November 16, 2007

It's Rove

Even during an afternoon of presentations, one could not escape the latest buzz in the blogosphere yesterday. Blackberries around the room lit up when Newsweek announced that Karl Rove would join them as a part-time political commentator. It neatly bookended Markos Moulitsas' announcement of his new gig, and completely recast Newsweek's effort:

Less than three months after leaving the Bush White House, Karl Rove is becoming a member of a community not all that popular with administration officials: the media.

Newsweek has signed the president's former deputy chief of staff as a commentator who will turn out several columns on the 2008 campaign through inauguration day. The move is not likely to prove popular among liberals who believe the mainstream media have been too soft on the Bush administration.

"We want to give readers a feel for what it's like to be on the inside," says Newsweek Editor Jon Meacham. "Our readers are sophisticated enough to know that what they get from Karl has to be judged in the context of who Karl is...Readers will have to decide if he's simply an apologist."

Newsweek (which is owned by The Washington Post Co.) will announce tomorrow that it is granting regular space to both Rove and Markos Moulitsas, the liberal firebrand who founded the Web site Daily Kos. "I'm fully prepared for both the right-wing and left-wing blogosphere to be outraged, which means we're doing our job," Meacham says.

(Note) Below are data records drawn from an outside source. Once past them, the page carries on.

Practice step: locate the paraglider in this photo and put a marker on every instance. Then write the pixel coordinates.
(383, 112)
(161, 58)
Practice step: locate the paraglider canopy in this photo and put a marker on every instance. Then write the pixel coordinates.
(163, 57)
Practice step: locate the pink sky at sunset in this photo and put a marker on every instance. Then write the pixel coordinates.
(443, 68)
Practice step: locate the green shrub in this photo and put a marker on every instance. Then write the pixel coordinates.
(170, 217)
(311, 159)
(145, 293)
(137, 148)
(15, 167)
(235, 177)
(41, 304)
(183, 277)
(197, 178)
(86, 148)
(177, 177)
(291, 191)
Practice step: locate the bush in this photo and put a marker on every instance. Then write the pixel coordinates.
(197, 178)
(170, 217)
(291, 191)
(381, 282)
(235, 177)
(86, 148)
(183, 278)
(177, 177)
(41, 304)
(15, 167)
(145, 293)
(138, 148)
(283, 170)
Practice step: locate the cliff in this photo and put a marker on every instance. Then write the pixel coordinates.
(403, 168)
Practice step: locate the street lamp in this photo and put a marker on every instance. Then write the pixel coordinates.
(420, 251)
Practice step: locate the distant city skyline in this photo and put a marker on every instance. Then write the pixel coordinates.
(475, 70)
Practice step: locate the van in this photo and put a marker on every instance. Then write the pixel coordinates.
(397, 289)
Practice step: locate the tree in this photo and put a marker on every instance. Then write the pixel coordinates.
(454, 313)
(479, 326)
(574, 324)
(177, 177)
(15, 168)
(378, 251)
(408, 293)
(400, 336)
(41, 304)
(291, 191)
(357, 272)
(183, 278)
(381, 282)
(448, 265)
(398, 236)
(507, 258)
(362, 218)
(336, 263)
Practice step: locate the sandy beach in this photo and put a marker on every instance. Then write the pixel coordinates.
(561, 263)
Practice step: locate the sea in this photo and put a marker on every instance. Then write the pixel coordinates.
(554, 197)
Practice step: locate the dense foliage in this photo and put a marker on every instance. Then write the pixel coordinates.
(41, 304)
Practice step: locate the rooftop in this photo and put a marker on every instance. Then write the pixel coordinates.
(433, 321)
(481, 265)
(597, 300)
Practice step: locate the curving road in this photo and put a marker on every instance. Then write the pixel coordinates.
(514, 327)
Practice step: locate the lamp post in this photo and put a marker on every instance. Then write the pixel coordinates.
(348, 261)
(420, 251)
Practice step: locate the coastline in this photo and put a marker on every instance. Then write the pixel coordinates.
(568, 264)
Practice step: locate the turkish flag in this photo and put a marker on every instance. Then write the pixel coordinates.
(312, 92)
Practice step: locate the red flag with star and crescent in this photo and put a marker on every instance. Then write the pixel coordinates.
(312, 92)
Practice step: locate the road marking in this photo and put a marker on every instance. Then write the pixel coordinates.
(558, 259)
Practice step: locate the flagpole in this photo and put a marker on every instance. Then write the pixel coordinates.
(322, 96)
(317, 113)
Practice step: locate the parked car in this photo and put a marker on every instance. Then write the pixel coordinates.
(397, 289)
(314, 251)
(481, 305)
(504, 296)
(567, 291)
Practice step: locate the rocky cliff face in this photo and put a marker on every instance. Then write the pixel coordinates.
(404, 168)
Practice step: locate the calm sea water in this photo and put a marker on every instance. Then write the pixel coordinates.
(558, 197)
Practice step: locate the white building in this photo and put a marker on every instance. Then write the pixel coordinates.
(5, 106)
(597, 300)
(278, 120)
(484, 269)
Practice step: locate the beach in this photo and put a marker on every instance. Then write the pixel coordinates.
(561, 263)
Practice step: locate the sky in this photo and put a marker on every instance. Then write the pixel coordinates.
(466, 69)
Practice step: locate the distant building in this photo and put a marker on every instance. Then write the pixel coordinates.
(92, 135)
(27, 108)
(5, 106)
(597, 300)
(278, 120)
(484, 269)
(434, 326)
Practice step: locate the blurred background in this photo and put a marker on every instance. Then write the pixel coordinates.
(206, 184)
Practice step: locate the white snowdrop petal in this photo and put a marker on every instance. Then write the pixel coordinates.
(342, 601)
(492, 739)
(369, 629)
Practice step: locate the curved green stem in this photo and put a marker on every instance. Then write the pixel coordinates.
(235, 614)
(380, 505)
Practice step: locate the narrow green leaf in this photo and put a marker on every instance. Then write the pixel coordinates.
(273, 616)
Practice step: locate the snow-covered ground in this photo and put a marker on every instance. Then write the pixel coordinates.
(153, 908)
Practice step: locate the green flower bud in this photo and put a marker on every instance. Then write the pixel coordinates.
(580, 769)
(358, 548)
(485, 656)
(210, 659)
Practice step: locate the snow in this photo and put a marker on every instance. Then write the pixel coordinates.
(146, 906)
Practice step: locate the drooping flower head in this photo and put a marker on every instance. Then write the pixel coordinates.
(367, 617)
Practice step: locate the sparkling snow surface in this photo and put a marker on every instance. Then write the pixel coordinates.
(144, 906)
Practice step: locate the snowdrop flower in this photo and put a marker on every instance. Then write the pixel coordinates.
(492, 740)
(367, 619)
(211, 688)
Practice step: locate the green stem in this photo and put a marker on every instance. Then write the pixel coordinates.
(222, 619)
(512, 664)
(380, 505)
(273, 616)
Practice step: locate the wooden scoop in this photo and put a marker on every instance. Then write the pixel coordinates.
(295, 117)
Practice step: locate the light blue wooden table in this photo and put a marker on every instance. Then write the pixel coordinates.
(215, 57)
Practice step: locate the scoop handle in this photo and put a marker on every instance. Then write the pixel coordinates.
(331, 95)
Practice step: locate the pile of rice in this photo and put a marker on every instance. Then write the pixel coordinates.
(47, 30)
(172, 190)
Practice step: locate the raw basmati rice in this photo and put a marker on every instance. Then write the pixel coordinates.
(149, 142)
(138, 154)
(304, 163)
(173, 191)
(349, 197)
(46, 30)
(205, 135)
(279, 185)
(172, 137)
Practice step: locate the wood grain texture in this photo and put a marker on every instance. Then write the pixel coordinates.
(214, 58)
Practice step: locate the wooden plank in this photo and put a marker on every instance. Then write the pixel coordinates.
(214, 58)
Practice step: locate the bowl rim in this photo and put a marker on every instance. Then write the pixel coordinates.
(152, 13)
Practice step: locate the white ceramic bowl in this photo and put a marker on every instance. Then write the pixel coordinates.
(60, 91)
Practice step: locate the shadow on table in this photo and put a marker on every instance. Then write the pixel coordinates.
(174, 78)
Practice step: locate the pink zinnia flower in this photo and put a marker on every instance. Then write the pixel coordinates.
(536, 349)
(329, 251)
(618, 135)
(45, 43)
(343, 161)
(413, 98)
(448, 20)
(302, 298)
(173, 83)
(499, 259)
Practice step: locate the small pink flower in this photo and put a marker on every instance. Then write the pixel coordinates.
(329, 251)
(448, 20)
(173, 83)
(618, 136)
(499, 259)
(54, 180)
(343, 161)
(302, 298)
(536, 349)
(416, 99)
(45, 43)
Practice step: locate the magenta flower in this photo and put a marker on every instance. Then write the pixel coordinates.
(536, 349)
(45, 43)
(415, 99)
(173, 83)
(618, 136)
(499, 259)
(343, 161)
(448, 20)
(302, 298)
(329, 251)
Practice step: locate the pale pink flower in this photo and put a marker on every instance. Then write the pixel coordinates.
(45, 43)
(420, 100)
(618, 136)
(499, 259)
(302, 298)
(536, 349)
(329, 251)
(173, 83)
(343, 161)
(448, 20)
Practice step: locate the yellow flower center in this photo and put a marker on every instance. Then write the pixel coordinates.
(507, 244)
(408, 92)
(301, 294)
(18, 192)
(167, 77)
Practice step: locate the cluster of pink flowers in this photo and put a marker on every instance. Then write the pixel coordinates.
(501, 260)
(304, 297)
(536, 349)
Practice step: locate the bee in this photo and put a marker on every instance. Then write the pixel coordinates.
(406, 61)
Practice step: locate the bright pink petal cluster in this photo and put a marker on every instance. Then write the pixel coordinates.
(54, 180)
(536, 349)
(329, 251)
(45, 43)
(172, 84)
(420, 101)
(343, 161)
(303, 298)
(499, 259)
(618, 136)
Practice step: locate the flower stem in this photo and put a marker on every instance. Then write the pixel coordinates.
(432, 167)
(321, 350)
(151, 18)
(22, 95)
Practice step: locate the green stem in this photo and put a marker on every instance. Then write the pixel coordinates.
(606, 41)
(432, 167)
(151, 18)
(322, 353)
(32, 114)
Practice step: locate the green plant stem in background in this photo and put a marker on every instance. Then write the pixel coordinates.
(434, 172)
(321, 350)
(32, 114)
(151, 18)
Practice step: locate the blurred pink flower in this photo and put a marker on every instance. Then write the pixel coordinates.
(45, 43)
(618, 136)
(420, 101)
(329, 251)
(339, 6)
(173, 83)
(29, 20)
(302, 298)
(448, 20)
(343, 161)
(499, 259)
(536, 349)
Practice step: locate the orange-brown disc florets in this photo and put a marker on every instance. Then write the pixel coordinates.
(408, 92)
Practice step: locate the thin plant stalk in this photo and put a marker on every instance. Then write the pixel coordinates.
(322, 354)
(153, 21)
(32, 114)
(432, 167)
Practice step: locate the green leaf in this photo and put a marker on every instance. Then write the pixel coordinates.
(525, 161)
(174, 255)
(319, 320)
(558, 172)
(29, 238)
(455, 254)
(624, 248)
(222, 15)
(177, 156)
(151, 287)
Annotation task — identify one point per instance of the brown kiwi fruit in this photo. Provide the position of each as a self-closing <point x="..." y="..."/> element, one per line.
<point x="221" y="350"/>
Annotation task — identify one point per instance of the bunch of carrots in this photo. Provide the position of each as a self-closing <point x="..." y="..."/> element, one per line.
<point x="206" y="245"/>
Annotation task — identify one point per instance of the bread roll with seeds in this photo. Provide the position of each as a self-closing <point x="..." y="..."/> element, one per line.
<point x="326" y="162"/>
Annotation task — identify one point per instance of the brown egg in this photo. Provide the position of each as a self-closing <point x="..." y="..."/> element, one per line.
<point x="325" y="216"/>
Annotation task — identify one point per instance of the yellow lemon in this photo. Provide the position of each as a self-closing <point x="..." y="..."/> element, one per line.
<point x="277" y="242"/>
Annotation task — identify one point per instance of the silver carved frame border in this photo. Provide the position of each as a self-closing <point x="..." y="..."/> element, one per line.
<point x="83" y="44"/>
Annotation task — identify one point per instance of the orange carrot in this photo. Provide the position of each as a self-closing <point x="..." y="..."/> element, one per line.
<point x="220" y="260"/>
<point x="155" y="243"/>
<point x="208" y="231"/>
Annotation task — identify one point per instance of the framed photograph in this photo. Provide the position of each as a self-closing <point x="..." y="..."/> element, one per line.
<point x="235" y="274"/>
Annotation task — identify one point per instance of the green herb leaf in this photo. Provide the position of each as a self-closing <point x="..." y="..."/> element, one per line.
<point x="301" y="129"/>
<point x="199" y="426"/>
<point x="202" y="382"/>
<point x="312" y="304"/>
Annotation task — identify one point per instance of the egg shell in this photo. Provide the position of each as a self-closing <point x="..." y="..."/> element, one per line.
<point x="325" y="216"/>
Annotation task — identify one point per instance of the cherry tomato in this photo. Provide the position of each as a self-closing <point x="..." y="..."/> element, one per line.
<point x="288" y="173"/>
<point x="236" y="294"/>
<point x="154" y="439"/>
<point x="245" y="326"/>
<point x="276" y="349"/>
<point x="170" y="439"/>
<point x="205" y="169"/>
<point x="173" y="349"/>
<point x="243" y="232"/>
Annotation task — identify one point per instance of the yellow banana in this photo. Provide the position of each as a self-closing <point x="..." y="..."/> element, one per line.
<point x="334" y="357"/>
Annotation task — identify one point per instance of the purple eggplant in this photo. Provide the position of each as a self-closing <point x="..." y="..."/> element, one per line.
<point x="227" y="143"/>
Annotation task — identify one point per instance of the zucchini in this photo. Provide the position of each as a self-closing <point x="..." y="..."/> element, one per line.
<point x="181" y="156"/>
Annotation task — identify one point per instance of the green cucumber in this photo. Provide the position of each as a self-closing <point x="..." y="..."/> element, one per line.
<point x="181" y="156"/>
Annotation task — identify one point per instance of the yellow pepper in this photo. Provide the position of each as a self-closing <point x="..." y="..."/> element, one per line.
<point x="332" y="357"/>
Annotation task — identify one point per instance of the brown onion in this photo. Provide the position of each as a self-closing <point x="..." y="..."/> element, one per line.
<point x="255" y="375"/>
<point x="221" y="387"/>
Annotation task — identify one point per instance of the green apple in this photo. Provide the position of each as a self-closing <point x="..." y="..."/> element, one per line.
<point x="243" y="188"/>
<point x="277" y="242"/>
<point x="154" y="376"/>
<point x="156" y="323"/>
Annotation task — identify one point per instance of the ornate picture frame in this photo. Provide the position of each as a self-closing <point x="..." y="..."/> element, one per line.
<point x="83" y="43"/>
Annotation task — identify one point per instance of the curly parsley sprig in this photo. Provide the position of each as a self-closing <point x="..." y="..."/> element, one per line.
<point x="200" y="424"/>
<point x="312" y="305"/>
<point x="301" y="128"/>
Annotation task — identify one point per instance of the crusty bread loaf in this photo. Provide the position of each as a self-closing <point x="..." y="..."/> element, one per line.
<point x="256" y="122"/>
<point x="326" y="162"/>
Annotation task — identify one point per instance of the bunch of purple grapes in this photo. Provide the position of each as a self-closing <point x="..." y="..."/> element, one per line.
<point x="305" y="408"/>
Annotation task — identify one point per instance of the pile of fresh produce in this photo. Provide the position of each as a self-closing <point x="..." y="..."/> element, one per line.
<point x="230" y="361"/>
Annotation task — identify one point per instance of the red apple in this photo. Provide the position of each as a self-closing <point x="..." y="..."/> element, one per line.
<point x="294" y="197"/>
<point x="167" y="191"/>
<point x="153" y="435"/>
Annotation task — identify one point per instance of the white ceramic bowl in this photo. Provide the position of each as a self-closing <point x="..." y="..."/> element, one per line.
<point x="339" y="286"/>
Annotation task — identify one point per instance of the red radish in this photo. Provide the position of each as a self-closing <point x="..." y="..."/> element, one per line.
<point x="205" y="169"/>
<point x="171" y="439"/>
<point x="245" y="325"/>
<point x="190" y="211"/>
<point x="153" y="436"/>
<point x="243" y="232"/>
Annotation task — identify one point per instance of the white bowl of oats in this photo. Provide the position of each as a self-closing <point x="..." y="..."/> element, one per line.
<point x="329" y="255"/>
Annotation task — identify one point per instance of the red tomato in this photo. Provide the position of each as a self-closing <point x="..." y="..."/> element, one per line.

Newsweek apparently approached Rove long before Markos. When Rove announced his resignation in August, Meacham contacted him that very day and made the offer to bring the architect of three national Republican electoral victories to Newsweek. Everyone's waiting for Rove to write his memoirs and collect one of the biggest paydays in publishing history, but in the meantime, Newsweek wanted his experience and electoral expertise.

That puts a slightly different light on the announcement from Kos. While having a celebrated blogger win a featured column at a national news magazine represents a win for the blogosphere, it appears that Kos didn't get hired for his blogging but his political organizing experience . He was hired to balance Rove and not the other way around.

In that context, Markos' hire is puzzling. Rove has led and won at least two Texas election efforts and three national efforts for the Republicans, before losing his fourth in 2006. Markos exists in a completely different league in political organization. It's as though ESPN hired a Hall of Fame NFL quarterback and a Division III college QB to analyze the upcoming playoffs. The latter may have some trenchant analysis to provide, but in terms of expertise, they don't compare. James Carville, Terry McAuliffe, or even Bob Shrum would have been more obvious choices.

Still, best of luck to both. Having interviewed and chatted with Rove in the past, I know that Newsweek readers will get very interesting and applicable analysis of the races. With Kos, we can expect the unexpected.